Harbour agreed to indemnify the Pension Fund in return for a fixed percentage of any net recovery in favour of the class. Specifically, Harbour indemnified the class for up to $1 million on the certification and leave motions in return for 7.5% of any net settlement achieved pre-certification, and it pledged another $5 million for a common issues trial in return for 10% of any settlement or award post-certification.
Defendants must be given notice of third party funding agreements, but in this instance Kinross did not oppose Harbour’s funding on the ground that it agreed to post security for costs.
In holding that the Pension Fund’s agreement with Harbour should be approved by the Court, Justice Perell focused on the role of class proceedings in enhancing access to justice and the particular problem posed by adverse cost awards in the class action context. “[S]ome form of funding for adverse costs is, as a practical matter, a necessity in most every class proceeding…[since] no ‘rational’ plaintiff in a class proceeding would risk an adverse cost award that would far exceed his or her potential recovery in the action”.
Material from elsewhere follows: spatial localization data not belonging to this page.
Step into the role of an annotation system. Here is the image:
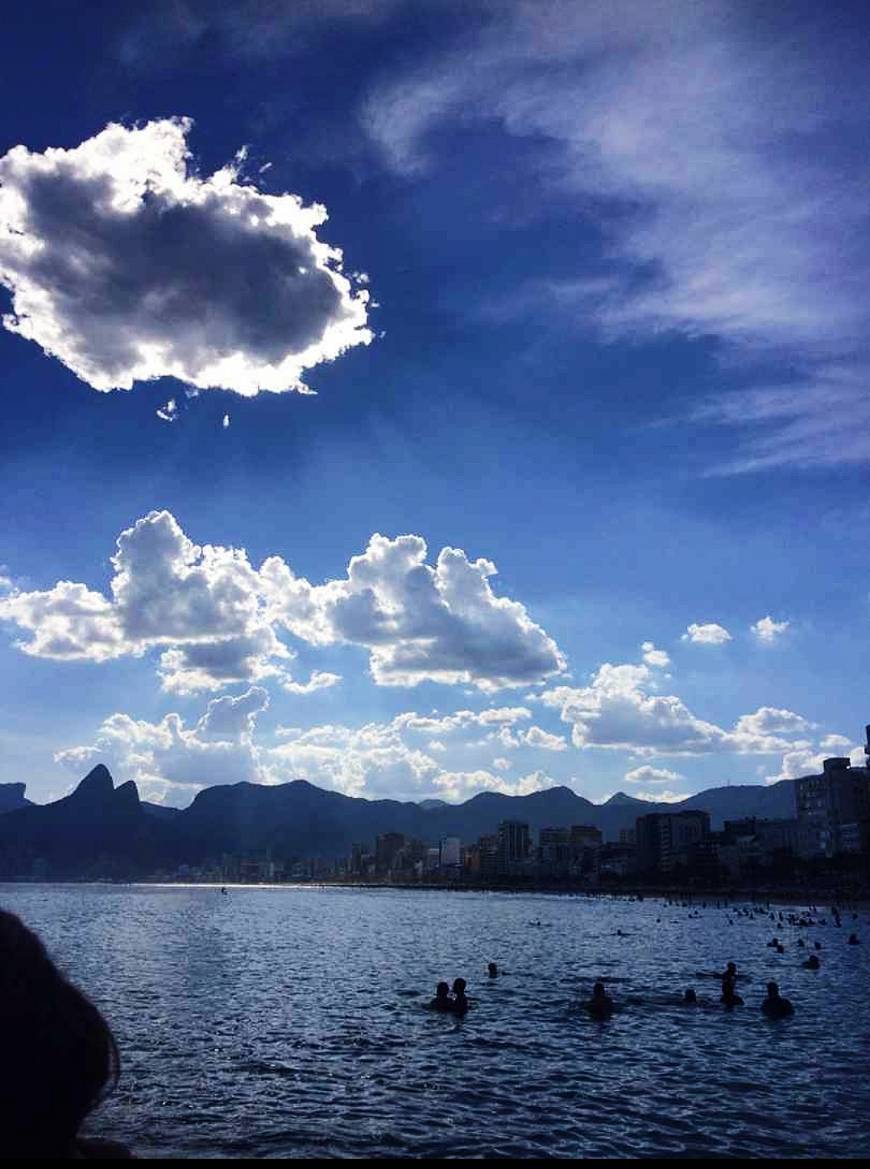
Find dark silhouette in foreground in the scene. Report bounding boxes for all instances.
[761,982,794,1019]
[0,908,131,1159]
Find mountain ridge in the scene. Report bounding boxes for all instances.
[0,766,799,879]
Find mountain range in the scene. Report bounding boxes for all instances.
[0,766,799,880]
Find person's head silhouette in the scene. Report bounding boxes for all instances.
[0,908,122,1158]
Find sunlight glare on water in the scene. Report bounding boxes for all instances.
[3,884,869,1159]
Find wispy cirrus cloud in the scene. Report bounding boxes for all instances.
[364,0,870,470]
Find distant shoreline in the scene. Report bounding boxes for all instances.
[5,877,870,909]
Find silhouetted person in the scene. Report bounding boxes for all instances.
[429,981,452,1011]
[767,936,780,947]
[761,981,794,1018]
[720,966,743,1006]
[802,954,820,969]
[0,908,131,1159]
[586,981,614,1019]
[682,988,698,1005]
[848,933,861,945]
[450,977,469,1015]
[487,962,498,978]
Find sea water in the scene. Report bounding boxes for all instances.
[3,883,869,1159]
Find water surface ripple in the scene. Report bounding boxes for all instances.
[3,884,868,1159]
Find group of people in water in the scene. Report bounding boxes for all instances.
[4,893,865,1157]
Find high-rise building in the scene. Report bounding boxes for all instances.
[795,755,870,857]
[439,836,461,868]
[375,832,406,874]
[497,820,530,871]
[635,810,710,874]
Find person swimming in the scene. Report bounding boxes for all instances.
[586,980,614,1019]
[761,981,794,1018]
[767,936,780,947]
[682,988,698,1005]
[487,962,499,978]
[429,981,452,1011]
[802,954,820,969]
[720,965,743,1006]
[450,977,469,1015]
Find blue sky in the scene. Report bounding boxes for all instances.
[1,0,869,806]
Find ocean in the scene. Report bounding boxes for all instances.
[3,883,868,1158]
The legislature and the class action bar have attempted to address this problem in a number of ways. First, under the Class Proceedings Act,1992, the court can exercise discretion not to award costs to a successful defendant if it believes the “proceeding was a test case, raised a novel point of law, or involved a matter of public interest”. Second, a representative plaintiff can apply to the Class Proceedings Fund for litigation funding, which includes indemnification against adverse costs awards, in return for 10% of any settlement or award in favour of the class. And third, plaintiff lawyers have historically sometimes indemnified representative plaintiffs. However, “Class Counsel are no longer as willing to assume both the risks associated with a contingency fee agreement and also the risk of the indemnity for a catastrophically high adverse costs award.”
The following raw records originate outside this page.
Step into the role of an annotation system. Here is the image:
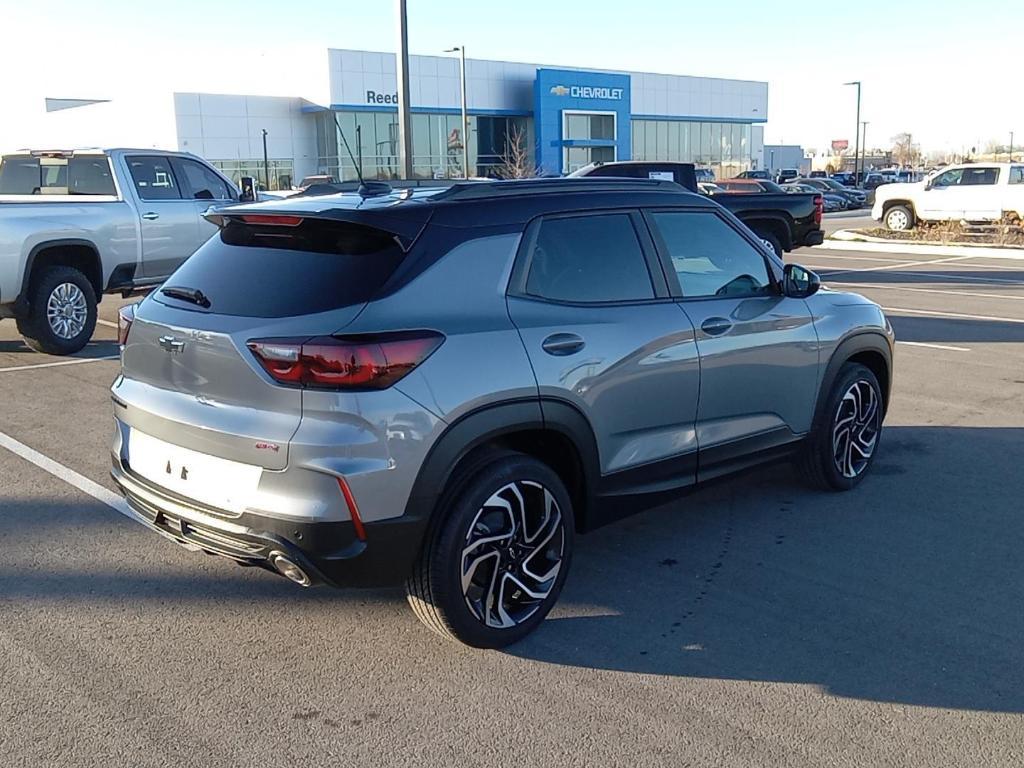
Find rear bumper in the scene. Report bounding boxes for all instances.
[802,229,825,247]
[111,457,429,588]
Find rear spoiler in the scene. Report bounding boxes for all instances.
[202,205,433,253]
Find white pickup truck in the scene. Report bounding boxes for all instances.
[872,162,1024,231]
[0,148,253,354]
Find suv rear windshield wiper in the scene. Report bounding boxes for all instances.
[160,285,211,309]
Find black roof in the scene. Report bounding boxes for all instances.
[218,177,710,245]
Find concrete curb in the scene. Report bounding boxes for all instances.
[819,231,1024,260]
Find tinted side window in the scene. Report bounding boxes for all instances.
[127,156,182,200]
[650,211,772,298]
[68,156,116,195]
[960,167,999,186]
[1010,166,1024,185]
[525,213,654,303]
[173,158,232,200]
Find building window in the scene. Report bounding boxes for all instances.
[630,118,755,179]
[315,110,534,181]
[209,159,293,191]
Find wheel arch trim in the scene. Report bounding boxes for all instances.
[813,331,892,431]
[19,238,104,302]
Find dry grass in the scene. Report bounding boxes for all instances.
[860,219,1024,247]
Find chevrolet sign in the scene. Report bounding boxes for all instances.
[550,84,624,100]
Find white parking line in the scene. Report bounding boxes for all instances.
[882,306,1024,324]
[97,318,117,329]
[0,430,131,518]
[836,282,1024,302]
[819,256,974,278]
[814,268,1024,286]
[0,355,118,373]
[896,341,971,352]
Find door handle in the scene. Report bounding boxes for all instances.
[701,317,733,336]
[141,212,160,220]
[541,333,585,356]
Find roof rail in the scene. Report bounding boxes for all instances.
[434,177,687,201]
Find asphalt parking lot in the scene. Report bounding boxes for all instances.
[2,242,1023,767]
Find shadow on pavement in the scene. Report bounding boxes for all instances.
[0,339,120,359]
[509,426,1024,713]
[820,268,1024,287]
[3,427,1023,712]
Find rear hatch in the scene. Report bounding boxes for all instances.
[115,211,417,473]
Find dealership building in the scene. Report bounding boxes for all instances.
[174,48,768,189]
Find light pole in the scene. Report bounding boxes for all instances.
[1010,131,1015,162]
[444,46,470,178]
[261,129,269,190]
[844,81,861,183]
[395,0,413,179]
[861,121,869,174]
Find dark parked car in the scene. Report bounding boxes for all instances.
[735,169,772,180]
[111,177,893,648]
[795,177,867,208]
[784,183,846,212]
[775,169,800,185]
[571,161,824,257]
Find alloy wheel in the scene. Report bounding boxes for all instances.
[460,480,565,629]
[832,379,881,478]
[46,282,88,340]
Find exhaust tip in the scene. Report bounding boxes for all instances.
[270,553,311,587]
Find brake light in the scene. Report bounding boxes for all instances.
[247,332,443,390]
[239,215,303,226]
[117,303,136,346]
[813,194,824,225]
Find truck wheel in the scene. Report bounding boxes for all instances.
[406,451,574,648]
[884,205,914,231]
[755,230,783,258]
[16,266,98,355]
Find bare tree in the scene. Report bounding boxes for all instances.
[494,123,537,179]
[891,132,920,167]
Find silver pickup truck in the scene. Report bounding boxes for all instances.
[0,148,251,354]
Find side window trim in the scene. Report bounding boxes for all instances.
[125,154,186,202]
[506,208,669,306]
[641,206,783,300]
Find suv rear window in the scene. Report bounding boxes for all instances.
[0,154,116,195]
[155,218,407,318]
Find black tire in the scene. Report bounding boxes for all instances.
[755,230,783,258]
[16,266,97,355]
[884,204,915,231]
[797,362,884,491]
[406,451,574,648]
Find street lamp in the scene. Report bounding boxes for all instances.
[444,46,470,178]
[844,81,861,183]
[261,129,269,190]
[1010,131,1015,162]
[861,121,869,174]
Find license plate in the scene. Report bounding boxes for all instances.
[128,429,262,514]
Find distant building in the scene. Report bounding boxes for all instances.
[763,144,809,175]
[174,48,769,187]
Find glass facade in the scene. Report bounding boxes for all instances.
[315,110,534,181]
[210,159,294,191]
[631,119,752,179]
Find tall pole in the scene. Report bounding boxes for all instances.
[1010,131,1014,162]
[261,129,269,190]
[356,124,363,177]
[445,46,470,178]
[459,47,469,178]
[395,0,413,180]
[861,121,869,175]
[845,81,861,184]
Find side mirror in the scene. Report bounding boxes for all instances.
[783,263,821,298]
[238,176,257,203]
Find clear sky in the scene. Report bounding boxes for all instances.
[0,0,1016,155]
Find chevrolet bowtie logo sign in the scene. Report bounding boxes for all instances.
[549,84,624,100]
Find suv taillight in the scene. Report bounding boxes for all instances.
[248,332,444,390]
[117,303,136,346]
[813,194,824,224]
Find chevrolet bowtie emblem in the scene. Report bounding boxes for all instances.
[158,335,185,353]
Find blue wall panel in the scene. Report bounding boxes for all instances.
[534,68,631,175]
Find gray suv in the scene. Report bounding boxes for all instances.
[110,179,894,648]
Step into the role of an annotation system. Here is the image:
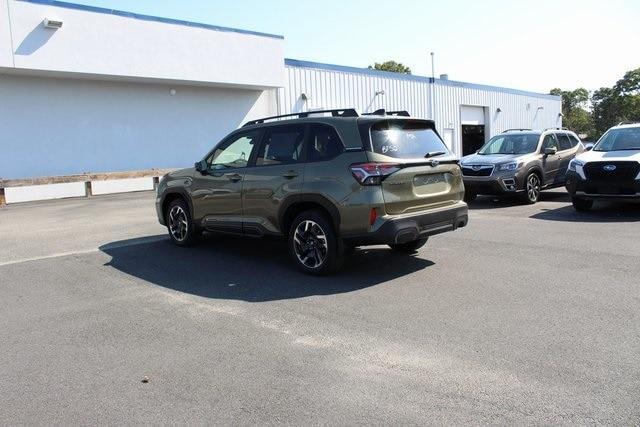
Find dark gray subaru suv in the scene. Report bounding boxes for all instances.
[460,129,585,203]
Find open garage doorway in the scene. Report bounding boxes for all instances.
[461,106,487,156]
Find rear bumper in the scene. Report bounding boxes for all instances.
[566,171,640,200]
[344,201,468,246]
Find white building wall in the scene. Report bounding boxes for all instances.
[2,0,285,89]
[0,0,562,186]
[281,60,562,156]
[432,81,563,155]
[0,74,276,179]
[0,0,13,67]
[282,63,430,118]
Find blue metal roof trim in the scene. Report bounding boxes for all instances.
[20,0,285,40]
[285,59,560,101]
[285,58,433,83]
[434,79,561,101]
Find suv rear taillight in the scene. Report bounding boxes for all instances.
[350,162,401,186]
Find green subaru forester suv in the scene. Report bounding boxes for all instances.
[156,109,468,274]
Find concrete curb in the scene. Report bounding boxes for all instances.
[0,169,175,205]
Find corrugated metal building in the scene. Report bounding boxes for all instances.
[282,59,562,156]
[0,0,561,203]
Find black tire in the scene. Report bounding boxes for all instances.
[389,237,429,254]
[288,210,343,275]
[572,197,593,212]
[165,198,199,246]
[463,190,477,203]
[520,172,542,204]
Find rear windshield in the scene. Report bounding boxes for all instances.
[594,127,640,151]
[368,120,450,158]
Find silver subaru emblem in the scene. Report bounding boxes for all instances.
[472,165,482,171]
[430,159,440,167]
[603,164,617,172]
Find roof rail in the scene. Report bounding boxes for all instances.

Thus, in cases such as this, where neither the Class Proceedings Fund nor the plaintiff lawyers are willing to indemnify the class, an option for mitigating the substantial litigation risk is to turn to third party funders. Justice Perell extracted several principles from the developing case law to guide the court in assessing funding agreements. These included, amongst others:
- “plaintiffs must obtain court approval to enter into a third party funding agreement”;
- to be approved, “the agreement must not compromise or impair the lawyer-client relationship” or interfere with the lawyer’s professional judgment;
- to be approved, the agreement “must not diminish the plaintiff’s rights to instruct counsel and control the litigation”;
- “the court must be satisfied that the agreement is necessary in order to provide the class with access to justice”;
- “the court must be satisfied that the agreement is fair and reasonable to the class”; and
- if the Class Proceedings Fund has refused litigation funding,” nothing can be taken from this fact”.
However, in addition to identifying these general guidelines, Justice Perell cautioned the class actions bar that the concept of third party funding is still “a work in progress” and subsequent cases may identify problems not yet considered.